Wanted to get a quick acreage price and location for the Eagle Ford bolt-ons you have done so far this year?

Sylvester P. Johnson

We can't say what all of it was, but it ranged from about 2,500 per acre to 6,500 per acre. And every deal was different and some are confidential.

Kyle Rhodes - RBC Capital Markets, LLC, Research Division

Got it. And is that mostly in La Salle or is it kind of spread out across?

Sylvester P. Johnson

It was all in La Salle.

Operator

Next, we'll hear from the line of Adam Michael with Miller Tabak.

Adam R. Michael - Miller Tabak + Co., LLC, Research Division

I wanted to go back to the, I guess, the benchmarking study you guys presented at your Analyst Day, kind of compared the returns you're seeing in the Eastern and Western Eagle Ford, and it was nice to see EOG kind of confirm that this morning. I realize that EOG has also said they saw a 30% increase in their Western acreage as far as cumulative oil production from 2000 -- excuse me, 2013 compared to 2012. And I was wondering if you guys could give us a little detail on how much better the wells are getting compared to maybe something drilled a year ago in the Western? And do you see the potential to take those EURs up higher?

Andrew R. Agosto

Well, obviously for us, all the comparisons are going to just be within the Western area since that's where our acreage is. But at Analyst Day, the new reserve number that we provided for an average well going forward, I think, was around 25,000 MBoe higher than the previous model. I'm not sure what percentage that was. So that was up slightly. I mean, our anticipation is that in some areas, EURs will go up, some will stay the same. But until we continue to drill out the projects, we're not going to know that. From a technology and completion standpoint, there's probably some additional room there for growth in EURs as well.

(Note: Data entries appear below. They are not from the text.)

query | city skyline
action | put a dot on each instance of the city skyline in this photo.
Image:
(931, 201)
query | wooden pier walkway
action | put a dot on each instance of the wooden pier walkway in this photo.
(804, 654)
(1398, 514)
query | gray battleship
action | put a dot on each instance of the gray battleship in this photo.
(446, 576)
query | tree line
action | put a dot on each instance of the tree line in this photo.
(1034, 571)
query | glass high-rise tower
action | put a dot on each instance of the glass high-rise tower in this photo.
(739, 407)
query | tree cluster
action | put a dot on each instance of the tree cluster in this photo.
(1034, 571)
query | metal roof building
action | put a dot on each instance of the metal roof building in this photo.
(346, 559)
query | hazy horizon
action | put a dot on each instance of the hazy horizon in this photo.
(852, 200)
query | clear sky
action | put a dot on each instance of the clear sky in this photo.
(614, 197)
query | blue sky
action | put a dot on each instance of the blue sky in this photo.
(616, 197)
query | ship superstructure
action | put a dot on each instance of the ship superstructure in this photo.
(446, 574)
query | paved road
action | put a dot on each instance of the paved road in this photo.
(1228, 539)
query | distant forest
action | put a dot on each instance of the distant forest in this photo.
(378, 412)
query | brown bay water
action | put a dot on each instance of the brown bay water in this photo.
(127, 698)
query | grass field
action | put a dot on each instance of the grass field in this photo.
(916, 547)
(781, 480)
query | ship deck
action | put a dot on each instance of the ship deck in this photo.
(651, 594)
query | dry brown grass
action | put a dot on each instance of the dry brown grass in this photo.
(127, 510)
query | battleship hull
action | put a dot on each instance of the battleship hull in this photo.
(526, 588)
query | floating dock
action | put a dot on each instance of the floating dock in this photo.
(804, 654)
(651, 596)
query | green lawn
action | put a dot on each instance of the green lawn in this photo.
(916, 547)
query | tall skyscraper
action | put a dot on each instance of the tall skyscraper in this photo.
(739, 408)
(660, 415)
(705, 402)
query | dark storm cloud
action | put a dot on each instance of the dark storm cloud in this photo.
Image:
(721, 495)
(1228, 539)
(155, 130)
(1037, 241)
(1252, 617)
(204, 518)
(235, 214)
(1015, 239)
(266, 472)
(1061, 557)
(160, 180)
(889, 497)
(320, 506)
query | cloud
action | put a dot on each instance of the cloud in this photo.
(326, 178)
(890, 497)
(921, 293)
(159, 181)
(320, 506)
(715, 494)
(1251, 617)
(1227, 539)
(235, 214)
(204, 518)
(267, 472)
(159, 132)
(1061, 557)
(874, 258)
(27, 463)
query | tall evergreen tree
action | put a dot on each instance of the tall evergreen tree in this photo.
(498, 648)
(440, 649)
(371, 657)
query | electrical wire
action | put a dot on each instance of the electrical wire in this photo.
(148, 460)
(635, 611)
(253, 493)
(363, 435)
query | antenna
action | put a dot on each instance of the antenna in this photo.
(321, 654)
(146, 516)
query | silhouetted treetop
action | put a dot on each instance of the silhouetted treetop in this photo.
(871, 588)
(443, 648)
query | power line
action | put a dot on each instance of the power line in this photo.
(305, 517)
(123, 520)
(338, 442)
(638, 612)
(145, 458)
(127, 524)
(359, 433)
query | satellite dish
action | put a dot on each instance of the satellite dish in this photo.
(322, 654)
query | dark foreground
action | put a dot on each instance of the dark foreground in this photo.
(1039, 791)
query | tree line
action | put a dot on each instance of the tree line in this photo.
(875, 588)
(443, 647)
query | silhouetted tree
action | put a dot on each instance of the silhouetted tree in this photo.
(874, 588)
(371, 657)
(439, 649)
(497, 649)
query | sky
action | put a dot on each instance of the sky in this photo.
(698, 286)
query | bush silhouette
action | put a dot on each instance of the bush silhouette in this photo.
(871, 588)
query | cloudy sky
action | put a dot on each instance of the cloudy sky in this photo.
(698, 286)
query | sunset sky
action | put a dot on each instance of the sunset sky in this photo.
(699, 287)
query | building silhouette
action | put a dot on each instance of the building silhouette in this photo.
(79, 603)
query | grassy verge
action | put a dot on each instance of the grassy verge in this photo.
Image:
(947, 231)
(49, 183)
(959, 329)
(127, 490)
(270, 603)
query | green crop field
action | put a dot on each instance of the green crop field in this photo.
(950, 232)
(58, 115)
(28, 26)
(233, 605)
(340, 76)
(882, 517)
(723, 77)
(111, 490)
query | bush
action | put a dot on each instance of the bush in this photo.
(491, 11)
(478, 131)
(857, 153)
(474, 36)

Adam R. Michael - Miller Tabak + Co., LLC, Research Division

Okay. Great. Just one quick follow-up on the Utica. What kind of line pressures are you guys flowing into with that Rector well?

Sylvester P. Johnson

We're not -- we're flaring the gas right now.

Operator

Our next question comes from the line of Marshall Carver with Heikkinen Energy Advisors.

Marshall H. Carver - Heikkinen Energy Advisors, LLC

Yes, just a quick follow-up. In the press release, I'm reading that the Eagle Ford position is now at 62,200 net acres. Would that now mean a year-end number? I think earlier in the call, you talked about it being 65,500. Or are you haircutting acreage for some reason?

Sylvester P. Johnson

You're right, Marshall. The one in the press release is as of year-end and now we've added the extra acreage.

Operator

We have no further questions at this time.

Sylvester P. Johnson

Well, if there are no further questions then we'll wrap it up. We're off to a great start this year with all this data out now and the 10-K coming out, we think the market will recognize our shift to oil, start including us in a different group and also see that our excellent balance sheet has also transformed us. The strategic issues we were focused on in the past are behind us now and now we can focus on improving efficiencies, reducing costs, improving EURs, testing downspacing and adjusted reservoirs and evaluating our Utica acreage. So we should have results on this over the next 2 calls. Thank you for calling in and we'll talk again in probably early May.

Operator

Ladies and gentlemen, that does conclude your conference for today. We thank you, again, for your participation and ask that you please disconnect your lines.